Me parece que Albert Rivera es un líder excepcional, con muchísimo carisma. Estoy en sintonía plena con sus planteamientos. No comparto el foco excesivo de UPyD en los temas autonómicos. Pero me parece que lo ideal, como ha reiterado Rivera, sería que los dos partidos fueran juntos. UPyD ha hecho muchísimo por España y ha generado muchas buenas ideas. Los dos deberían caminar hacia una nueva Unión de Centro Democrático, que al unir a todo el centro fue responsable en buena parte del éxito de la Transición.

¿Cree que se puede pactar con Podemos y sus ideas?

No, nuestras ideas están muy alejadas de las de Podemos. Compartimos el interés por la regeneración y acabar con la corrupción, la preocupación por el exceso de endeudamiento de las familias, pero nuestras soluciones son opuestas. Por ejemplo, ellos piensan que más Estado acabaría con la corrupción, cuando a nosotros nos parece obvio que el problema es que el Estado, y los políticos, han tenido demasiado poder. Todas las instituciones están politizadas, no hay sociedad civil, solo política. Creemos que hay que devolver su primacía a la sociedad, a los ciudadanos. ¿De verdad le parece al Sr. Iglesias que el problema de TVE es que está insuficientemente controlada por el Estado? ¿Estaban insuficientemente representados los políticos en las antiguas Cajas?

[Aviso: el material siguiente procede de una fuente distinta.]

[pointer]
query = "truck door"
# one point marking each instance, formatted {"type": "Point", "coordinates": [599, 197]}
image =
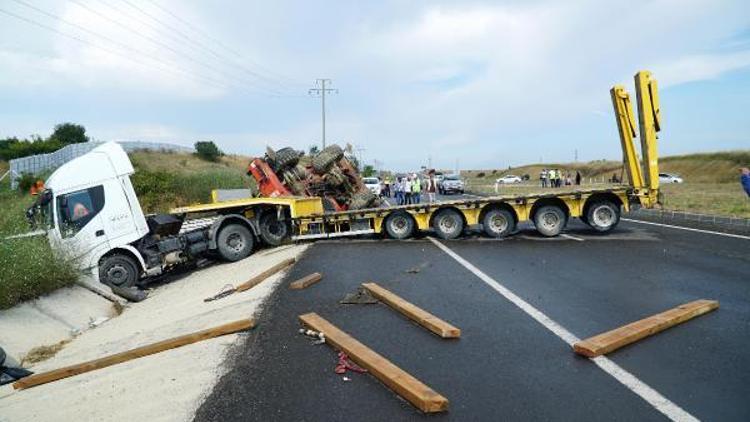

Las tesis regeneracionistas son cautivadoras, pero a veces el pueblo se niega a seguirlas. Usted participó en una propuesta para reformar la Ley de Partidos y no recibió ni de lejos el apoyo que logró la Plataforma Anti Desahucios.

Creo que la lanzamos, pero no hicimos todo el trabajo que debimos para empujarla y explicar a la gente lo crucial que es para el país la transparencia de los partidos y su funcionamiento democrático.

¿Sigue pensando que Soraya Sáenz de Santamaría sería mejor presidenta que Rajoy?

Ciudadanos busca ganar. Ganar es claramente posible porque tenemos un proyecto que encaja con las necesidades y los deseos del país. Si conseguimos explicarlo y presentarlo (y si TVE no se dedica a sacar a Rivera exclusivamente con subtítulos y a hacernos el vacío) creo que es posible. Si no ganamos, pues daríamos nuestro apoyo a quien compartiera ejes cruciales de nuestro programa, empezando como condición indispensable con la regeneración total de la vida política. El Gobierno actual no tiene tales deseos.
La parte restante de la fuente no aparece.